Alongside these factors, the rising cost of housing and education has put additional strain on retirement budgets. As a result, retirees today face the challenge of saving more and managing their finances diligently to ensure a secure and comfortable retirement that can withstand the higher costs of living.

No longer can a professor rely on Social Security and their pension to sustain them through retirement. PERSI has Optional Retirement Plans (ORP) to bridge the gap between their guaranteed income and their living expenses. 

The three ORPs are:

Choice 401(k) – Read this article to see how this account works.

403(b) - Read this article to see how this account works.

457(b) - Read this article to see how this account works.

How Much Extra Money do I Need to Save?

Step one: know exactly how much you spend a month on average, and how much you’ll spend when retired.
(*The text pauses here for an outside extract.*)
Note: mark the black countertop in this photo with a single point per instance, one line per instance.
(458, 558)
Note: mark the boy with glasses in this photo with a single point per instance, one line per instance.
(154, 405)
The simplest way is this; subtract your monthly take home from how much you already save. 

Here’s an example: Jack brings home $4,000 a month. Each month he puts $100 into a savings account and $300 a month into a 457(b) account. His monthly living expenses are $4,000 - $400 = $3,600. If you cannot tell me exactly where you saved it, then you’re spending it. Money is like water, unless you catch it, it vanishes.

Following this example, say Jack hired a great financial planner and together have determined that Jack will receive $1,000 a month from Social Security (SS) and $2,000 a month from his pension. To see how short each month he is, take $3,600 - $1,000 (SS) - $2,000 (pension) = $600 shortfall. Now that Jack and his financial planner know how short Jack each month will be, they can devise a plan to save enough money each paycheck to make up the $600. 

Based off how much you will need a month in retirement will determine how much you need to save a month while working. In our example with Jack, when he retires in 5 years he will need an extra $215,000 to have an extra $600 a month for the next 30 years in retirement. In order to save this much Jack would need to save an extra $400 a month.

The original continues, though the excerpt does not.